Industrial and commercial outfits are making increasing use of the 
contract labour system instead of offering direct employment for 
various jobs.
The trend is likely to become stronger in the WTO era when there will 
be need for a flexible labour policy to stay competitive in the 
market.
Currently, more than one contract labour systems are operating. One, 
the employer hires workers through a contractor. Workers so employed 
remain under the supervision of the employer and not of the 
contractor who has engaged them.
They are, however, paid wages by the contractor, who in turn, is paid 
by the employer on the basis of the number of persons employed. This 
kind of employment is often mixed up with one through any employment 
exchange or a recruiting agency.
But, in case of employment through the employment exchange or any 
recruiting agency, persons engaged are absorbed as employees and 
thereafter no differences remain, between the workers employed 
through the employment exchange and those recruited directly.

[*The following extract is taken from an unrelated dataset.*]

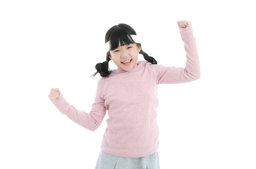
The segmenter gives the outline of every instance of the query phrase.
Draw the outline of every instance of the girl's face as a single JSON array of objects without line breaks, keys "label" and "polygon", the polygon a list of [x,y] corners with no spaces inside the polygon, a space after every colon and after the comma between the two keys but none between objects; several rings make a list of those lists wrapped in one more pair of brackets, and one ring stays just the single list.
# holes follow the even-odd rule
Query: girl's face
[{"label": "girl's face", "polygon": [[[129,71],[137,65],[138,53],[141,49],[137,46],[136,43],[130,43],[122,46],[119,46],[113,51],[109,51],[111,56],[109,57],[118,67],[125,71]],[[127,60],[128,63],[123,63]]]}]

In the case of workers employed through a contractor, they are 
however, not treated as regular employees although there are some 
rulings which treat such workers as employees of the company for the 
simple reason that they work under the control of the employer.
There are mainly three reasons for which such workers are not treated 
as regular employees. One is that the Standing Order 20 of the West 
Pakistan Standing Orders Ordinance, 1968.
It provides that the employer of an industrial establishment shall be 
personally responsible for the observance of the standing orders, 
whether or not the workers of such an establishment are employed 
through contractor.
There would have been no need for making specific reference to 
workers employed through contractor if such workers were the regular 
employees of the employer. Secondly, section 24 of the IRO, 2002 
specifically authorises the Joint Works Council to provide minimum 
facilities to workers employed through a contractor as are not 
covered by the laws relating to the welfare of workers.
This, it is argued, clearly shows that workers employed through a 
contractor are not regular employees of the employer of the main 
establishment otherwise there would have been no need for such a 
provision. Thirdly, section 2(X) of the IRO, 2002 treats the 
contractor as an employer in relation to workers employed through him.
However, irrespective of the fact that workers employed through a 
contractor are or not regular employees of the employer of the main 
establishment, the employer of such an establishment is responsible 
for the provision of all benefits to such workers under every law 
that defines a worker as a person employed directly or through any 
other person except in the case of the IRO, 2002 which in spite of 
defining a worker as a person employed directly or through a 
contractor specifically treats the contractor through whom the 
workers are employed as an employer in relation to the workers 
employed through him.
The other system becoming more and more popular is the contract for 
services. Under this system, the employer instead of employing 
workers through a contractor, simply asks the contractor to provide 
various kinds of services for use in his establishment.
For example, instead of asking contractor to provide so many 
mechanics he simply asks him to provide mechanical services. This 
system is preferred to the system of employment through a contractor 
mainly because of a distinction generally being made between the 
terms "contract of service" and "contract for services".
The former being said to be indicative of employment relationship 
while the later being not so. But the main question that can arise in 
this connection could be as to whether the mere distinction between 
the two terms could be enough to override the concept being generally 
applied as the main criterion of employment relationship.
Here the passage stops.